= Philetus (biblical figure) =

Early Christian mentioned in the Bible

Philetus (Greek: Φίλητος; fl. 50–65) was an early Christian mentioned by Paul, who warns Timothy against him as well as against his associate in error, Hymenaeus.

==False teaching==
The apostle speaks of Hymenaeus and Philetus as instances of men who were doing most serious injury to the church by their teaching, and by what that teaching resulted in, both in faith and morals. The specific error of these men was that they denied that there would be any bodily resurrection. They treated all Scriptural references to such a state as figurative or metaphorical. They spiritualized it absolutely, and held that the resurrection was a thing of the past. No resurrection was possible, so they taught, except from ignorance to knowledge, from sin to righteousness. There would be no day when the dead would hear the voice of Christ and come forth out of the grave. The Christian, knowing that Christ was raised from the dead, looked forward to the day when his body should be raised in the likeness of Christ's resurrection. But this faith was utterly denied by the teaching of Hymeneus and Philetus.

This teaching of theirs, Paul tells us, had overthrown the faith of some. It would also overthrow Christian faith altogether, for if the dead are not raised, neither is Christ risen from the dead, and "ye are yet in your sins"

The denial of the resurrection of the body, whether of mankind generally or of Christ, is the overthrow of the faith.

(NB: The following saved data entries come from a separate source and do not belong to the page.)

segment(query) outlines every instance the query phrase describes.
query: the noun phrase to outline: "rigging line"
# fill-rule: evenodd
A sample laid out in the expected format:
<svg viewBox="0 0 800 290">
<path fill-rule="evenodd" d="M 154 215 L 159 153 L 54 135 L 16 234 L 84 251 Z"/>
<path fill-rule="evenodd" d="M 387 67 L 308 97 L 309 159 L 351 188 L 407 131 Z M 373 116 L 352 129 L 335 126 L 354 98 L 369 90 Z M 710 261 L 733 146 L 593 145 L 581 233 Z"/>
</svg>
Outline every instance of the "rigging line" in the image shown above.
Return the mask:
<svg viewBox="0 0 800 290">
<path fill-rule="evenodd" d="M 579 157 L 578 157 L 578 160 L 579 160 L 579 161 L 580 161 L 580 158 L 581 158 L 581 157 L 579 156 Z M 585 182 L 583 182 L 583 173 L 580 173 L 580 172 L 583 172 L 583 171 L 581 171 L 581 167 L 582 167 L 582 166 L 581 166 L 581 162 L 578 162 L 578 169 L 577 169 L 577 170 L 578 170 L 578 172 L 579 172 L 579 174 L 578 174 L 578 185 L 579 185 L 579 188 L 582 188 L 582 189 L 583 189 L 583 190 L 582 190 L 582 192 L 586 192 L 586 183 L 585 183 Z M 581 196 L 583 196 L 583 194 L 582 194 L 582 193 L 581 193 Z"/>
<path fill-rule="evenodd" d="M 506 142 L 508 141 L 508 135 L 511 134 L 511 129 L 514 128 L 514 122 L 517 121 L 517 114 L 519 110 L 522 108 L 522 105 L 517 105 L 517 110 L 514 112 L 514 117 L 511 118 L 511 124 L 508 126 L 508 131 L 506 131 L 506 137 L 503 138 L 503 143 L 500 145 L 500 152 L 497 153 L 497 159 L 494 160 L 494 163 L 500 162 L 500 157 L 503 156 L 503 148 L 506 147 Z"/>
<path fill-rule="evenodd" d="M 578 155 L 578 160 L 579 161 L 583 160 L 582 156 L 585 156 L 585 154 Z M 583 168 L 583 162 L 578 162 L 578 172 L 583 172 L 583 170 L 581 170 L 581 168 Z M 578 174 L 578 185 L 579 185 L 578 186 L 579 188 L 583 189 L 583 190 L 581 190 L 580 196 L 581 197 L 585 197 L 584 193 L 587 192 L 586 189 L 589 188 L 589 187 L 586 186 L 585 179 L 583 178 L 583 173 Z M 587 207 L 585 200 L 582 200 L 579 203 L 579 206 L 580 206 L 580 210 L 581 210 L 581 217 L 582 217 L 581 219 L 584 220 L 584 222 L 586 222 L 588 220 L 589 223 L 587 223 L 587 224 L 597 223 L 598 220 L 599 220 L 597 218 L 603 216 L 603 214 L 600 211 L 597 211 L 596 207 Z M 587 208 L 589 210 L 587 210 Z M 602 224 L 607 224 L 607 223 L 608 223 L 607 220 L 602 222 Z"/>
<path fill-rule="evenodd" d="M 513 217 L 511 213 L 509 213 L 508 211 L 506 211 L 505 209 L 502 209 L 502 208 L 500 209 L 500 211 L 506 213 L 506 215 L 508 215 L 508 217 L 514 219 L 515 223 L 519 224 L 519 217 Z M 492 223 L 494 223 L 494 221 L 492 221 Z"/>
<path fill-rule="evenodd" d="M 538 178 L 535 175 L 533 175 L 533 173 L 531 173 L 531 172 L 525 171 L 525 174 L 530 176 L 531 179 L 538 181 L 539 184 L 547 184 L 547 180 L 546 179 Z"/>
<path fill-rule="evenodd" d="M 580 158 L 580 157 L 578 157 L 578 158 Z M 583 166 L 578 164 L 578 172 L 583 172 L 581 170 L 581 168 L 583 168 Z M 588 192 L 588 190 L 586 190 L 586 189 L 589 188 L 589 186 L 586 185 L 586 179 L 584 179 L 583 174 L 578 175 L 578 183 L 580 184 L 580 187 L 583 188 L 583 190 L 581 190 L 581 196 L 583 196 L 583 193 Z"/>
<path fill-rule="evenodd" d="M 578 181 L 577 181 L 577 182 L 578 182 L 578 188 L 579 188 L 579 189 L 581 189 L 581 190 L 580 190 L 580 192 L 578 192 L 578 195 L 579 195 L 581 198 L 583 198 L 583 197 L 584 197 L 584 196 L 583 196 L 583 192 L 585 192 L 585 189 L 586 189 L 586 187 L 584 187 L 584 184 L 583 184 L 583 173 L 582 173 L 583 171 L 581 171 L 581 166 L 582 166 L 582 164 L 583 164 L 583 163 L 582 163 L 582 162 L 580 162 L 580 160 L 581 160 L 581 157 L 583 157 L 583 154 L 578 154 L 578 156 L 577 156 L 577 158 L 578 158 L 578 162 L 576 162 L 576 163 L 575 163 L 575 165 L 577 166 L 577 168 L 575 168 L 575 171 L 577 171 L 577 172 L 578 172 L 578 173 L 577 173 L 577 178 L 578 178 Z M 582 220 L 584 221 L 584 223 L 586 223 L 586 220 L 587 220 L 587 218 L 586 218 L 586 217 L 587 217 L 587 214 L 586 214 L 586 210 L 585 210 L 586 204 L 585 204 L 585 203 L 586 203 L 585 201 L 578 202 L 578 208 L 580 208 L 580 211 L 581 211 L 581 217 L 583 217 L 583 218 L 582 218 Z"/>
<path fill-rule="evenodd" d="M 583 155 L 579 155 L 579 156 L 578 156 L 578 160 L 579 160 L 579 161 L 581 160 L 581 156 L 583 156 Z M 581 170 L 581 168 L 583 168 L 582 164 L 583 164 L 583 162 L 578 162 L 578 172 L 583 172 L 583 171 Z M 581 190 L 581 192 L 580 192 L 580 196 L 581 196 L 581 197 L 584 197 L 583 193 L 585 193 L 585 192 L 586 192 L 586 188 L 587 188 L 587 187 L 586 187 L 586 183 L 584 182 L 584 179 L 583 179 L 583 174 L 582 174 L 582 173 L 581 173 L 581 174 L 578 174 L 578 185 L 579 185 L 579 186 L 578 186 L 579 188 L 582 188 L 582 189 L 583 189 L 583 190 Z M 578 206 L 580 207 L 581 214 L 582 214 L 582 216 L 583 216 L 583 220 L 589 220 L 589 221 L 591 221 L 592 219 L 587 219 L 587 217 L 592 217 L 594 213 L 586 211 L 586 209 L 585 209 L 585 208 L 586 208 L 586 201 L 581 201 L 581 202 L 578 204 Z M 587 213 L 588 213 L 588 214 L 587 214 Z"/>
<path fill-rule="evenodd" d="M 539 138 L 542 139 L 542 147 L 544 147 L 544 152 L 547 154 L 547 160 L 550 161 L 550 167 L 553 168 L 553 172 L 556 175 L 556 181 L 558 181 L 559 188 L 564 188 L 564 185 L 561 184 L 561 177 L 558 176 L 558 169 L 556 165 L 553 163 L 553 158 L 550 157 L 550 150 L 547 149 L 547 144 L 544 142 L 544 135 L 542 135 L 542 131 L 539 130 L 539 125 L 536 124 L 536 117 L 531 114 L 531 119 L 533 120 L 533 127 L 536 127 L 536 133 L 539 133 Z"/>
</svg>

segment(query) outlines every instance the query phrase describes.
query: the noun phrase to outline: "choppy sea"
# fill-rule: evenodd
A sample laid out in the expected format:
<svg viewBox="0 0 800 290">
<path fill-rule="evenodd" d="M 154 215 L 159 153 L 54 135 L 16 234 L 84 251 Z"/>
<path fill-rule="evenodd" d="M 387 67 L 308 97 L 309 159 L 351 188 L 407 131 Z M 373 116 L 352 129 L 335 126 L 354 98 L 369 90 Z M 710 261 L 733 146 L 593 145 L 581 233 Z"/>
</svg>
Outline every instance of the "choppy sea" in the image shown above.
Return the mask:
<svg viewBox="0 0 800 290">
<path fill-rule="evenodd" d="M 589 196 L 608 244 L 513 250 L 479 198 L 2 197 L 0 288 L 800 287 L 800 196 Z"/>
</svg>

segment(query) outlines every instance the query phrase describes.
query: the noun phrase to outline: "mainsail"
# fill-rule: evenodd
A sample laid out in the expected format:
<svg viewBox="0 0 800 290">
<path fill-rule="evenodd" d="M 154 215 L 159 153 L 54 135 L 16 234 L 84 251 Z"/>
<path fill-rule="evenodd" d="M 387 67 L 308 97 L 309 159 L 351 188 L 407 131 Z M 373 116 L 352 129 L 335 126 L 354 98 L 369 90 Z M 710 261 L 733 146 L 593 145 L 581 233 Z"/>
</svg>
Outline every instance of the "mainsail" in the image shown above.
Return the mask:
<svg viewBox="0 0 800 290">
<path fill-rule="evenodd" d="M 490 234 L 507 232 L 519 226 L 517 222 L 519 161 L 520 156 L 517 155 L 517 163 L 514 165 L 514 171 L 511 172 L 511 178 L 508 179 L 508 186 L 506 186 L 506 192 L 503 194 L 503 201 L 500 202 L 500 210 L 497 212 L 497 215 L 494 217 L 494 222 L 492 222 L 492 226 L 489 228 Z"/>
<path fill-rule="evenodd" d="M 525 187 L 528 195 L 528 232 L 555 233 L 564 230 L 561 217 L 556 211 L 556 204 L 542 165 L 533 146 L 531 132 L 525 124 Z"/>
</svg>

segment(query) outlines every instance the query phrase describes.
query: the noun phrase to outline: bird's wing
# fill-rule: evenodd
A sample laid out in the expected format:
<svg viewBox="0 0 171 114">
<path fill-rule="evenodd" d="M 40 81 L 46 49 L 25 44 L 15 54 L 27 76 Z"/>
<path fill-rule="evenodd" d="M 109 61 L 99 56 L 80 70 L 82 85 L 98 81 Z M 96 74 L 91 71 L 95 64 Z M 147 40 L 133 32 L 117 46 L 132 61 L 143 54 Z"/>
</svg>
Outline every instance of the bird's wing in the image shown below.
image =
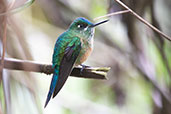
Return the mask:
<svg viewBox="0 0 171 114">
<path fill-rule="evenodd" d="M 71 73 L 73 65 L 80 53 L 81 41 L 79 38 L 75 37 L 66 47 L 63 58 L 59 67 L 59 79 L 57 81 L 55 91 L 53 93 L 53 98 L 63 87 L 65 81 Z"/>
<path fill-rule="evenodd" d="M 54 98 L 63 87 L 81 50 L 81 41 L 78 37 L 67 40 L 68 39 L 65 38 L 59 38 L 55 45 L 53 54 L 53 67 L 55 72 L 53 74 L 45 107 L 48 104 L 52 93 Z"/>
<path fill-rule="evenodd" d="M 69 40 L 69 41 L 68 41 Z M 58 77 L 59 77 L 59 66 L 60 66 L 60 61 L 63 58 L 65 48 L 67 47 L 68 43 L 70 42 L 70 39 L 65 37 L 65 35 L 61 35 L 58 40 L 56 41 L 55 47 L 54 47 L 54 53 L 53 53 L 53 59 L 52 59 L 52 67 L 54 68 L 54 73 L 52 76 L 49 92 L 46 98 L 45 106 L 47 106 L 48 102 L 51 99 L 51 96 L 55 90 Z"/>
</svg>

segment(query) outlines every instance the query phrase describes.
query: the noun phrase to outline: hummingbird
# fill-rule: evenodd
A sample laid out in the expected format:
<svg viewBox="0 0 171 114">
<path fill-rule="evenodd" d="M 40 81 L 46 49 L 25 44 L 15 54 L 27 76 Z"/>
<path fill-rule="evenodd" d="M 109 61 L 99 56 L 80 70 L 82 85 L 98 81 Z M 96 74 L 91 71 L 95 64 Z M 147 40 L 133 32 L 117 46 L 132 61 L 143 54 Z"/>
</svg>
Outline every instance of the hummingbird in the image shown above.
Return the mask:
<svg viewBox="0 0 171 114">
<path fill-rule="evenodd" d="M 61 90 L 74 66 L 81 65 L 82 69 L 85 68 L 82 63 L 93 50 L 95 27 L 107 21 L 93 24 L 83 17 L 78 17 L 58 37 L 52 57 L 54 73 L 44 108 L 50 101 L 51 96 L 53 95 L 52 98 L 54 98 Z"/>
</svg>

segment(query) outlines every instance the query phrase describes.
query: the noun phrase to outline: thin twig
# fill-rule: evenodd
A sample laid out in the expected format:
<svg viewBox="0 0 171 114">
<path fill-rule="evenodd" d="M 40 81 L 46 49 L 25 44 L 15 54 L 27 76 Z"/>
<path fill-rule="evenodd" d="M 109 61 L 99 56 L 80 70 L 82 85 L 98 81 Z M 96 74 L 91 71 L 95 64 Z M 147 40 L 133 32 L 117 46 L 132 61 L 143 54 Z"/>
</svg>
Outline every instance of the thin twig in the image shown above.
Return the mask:
<svg viewBox="0 0 171 114">
<path fill-rule="evenodd" d="M 128 13 L 128 12 L 129 12 L 129 10 L 117 11 L 117 12 L 109 13 L 107 15 L 96 17 L 96 18 L 94 18 L 94 20 L 98 20 L 98 19 L 105 18 L 105 17 L 111 17 L 111 16 L 123 14 L 123 13 Z"/>
<path fill-rule="evenodd" d="M 52 65 L 49 64 L 40 64 L 18 59 L 5 59 L 4 63 L 4 68 L 11 70 L 23 70 L 45 74 L 52 74 L 54 72 Z M 81 68 L 82 67 L 74 67 L 71 72 L 71 76 L 80 78 L 106 79 L 107 72 L 110 70 L 109 67 L 88 67 L 80 73 Z"/>
<path fill-rule="evenodd" d="M 11 9 L 11 10 L 7 10 L 3 13 L 0 13 L 0 16 L 4 16 L 4 15 L 9 15 L 9 14 L 14 14 L 18 11 L 21 11 L 21 9 L 23 8 L 27 8 L 28 6 L 30 6 L 35 0 L 27 0 L 26 2 L 24 2 L 21 6 Z M 13 2 L 13 1 L 12 1 Z M 11 7 L 11 6 L 10 6 Z"/>
<path fill-rule="evenodd" d="M 126 8 L 127 10 L 130 11 L 130 13 L 132 15 L 134 15 L 138 20 L 140 20 L 142 23 L 146 24 L 148 27 L 150 27 L 151 29 L 153 29 L 155 32 L 159 33 L 161 36 L 163 36 L 163 38 L 171 41 L 171 37 L 167 36 L 166 34 L 164 34 L 163 32 L 161 32 L 159 29 L 157 29 L 156 27 L 154 27 L 152 24 L 150 24 L 148 21 L 144 20 L 141 16 L 139 16 L 137 13 L 135 13 L 133 10 L 131 10 L 128 6 L 126 6 L 123 2 L 121 2 L 120 0 L 115 0 L 117 3 L 119 3 L 121 6 L 123 6 L 124 8 Z"/>
</svg>

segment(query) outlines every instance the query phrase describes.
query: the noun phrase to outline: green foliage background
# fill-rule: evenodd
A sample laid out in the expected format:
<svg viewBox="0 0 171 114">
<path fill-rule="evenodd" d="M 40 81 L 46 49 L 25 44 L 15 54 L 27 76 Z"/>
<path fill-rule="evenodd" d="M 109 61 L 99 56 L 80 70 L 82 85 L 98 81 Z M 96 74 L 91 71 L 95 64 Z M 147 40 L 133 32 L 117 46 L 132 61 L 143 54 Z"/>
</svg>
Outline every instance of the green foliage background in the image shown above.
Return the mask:
<svg viewBox="0 0 171 114">
<path fill-rule="evenodd" d="M 171 36 L 171 1 L 123 2 Z M 51 63 L 57 37 L 76 17 L 93 21 L 120 10 L 114 0 L 36 0 L 8 15 L 6 57 Z M 4 90 L 1 83 L 0 110 L 7 114 L 171 114 L 170 44 L 130 14 L 111 17 L 96 28 L 94 51 L 85 62 L 111 67 L 108 80 L 71 77 L 44 109 L 51 76 L 4 70 L 3 83 L 9 87 Z"/>
</svg>

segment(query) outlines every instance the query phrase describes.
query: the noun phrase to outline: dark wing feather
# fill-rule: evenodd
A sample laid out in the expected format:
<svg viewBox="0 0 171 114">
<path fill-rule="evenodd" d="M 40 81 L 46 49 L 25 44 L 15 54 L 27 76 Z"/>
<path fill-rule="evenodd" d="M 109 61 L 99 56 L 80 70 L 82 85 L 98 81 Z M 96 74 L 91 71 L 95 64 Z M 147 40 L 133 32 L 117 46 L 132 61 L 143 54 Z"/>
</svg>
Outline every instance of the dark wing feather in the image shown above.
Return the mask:
<svg viewBox="0 0 171 114">
<path fill-rule="evenodd" d="M 75 42 L 73 45 L 68 46 L 65 49 L 64 56 L 62 58 L 62 61 L 60 63 L 59 68 L 59 79 L 55 87 L 55 91 L 53 93 L 53 98 L 58 94 L 58 92 L 63 87 L 65 81 L 67 80 L 68 76 L 71 73 L 71 70 L 73 68 L 73 65 L 80 53 L 81 50 L 81 42 Z"/>
</svg>

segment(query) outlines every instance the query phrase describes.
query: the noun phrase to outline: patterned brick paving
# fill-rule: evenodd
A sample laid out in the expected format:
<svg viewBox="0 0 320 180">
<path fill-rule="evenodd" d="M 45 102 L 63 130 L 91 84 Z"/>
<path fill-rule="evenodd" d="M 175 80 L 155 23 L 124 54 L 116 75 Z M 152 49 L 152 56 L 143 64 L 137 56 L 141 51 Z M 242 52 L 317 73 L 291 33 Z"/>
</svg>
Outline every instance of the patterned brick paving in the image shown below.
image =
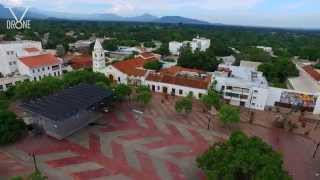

It leaves nothing to cling to, no living Christ, who saves and leads and comforts His people. The apostle proceeds to say that teaching of this kind "eats as doth a gangrene," and that it increases unto more ungodliness. As a canker or gangrene eats away the flesh, so does such teaching eat away Christian faith. Paul is careful to say, more than once, that the teaching which denies that there will be a resurrection of the dead leads inevitably to "ungodliness" and to "iniquity."

Hymenaeus and Philetus may have believed in a nascent form of the Christian heresy of Gnosticism.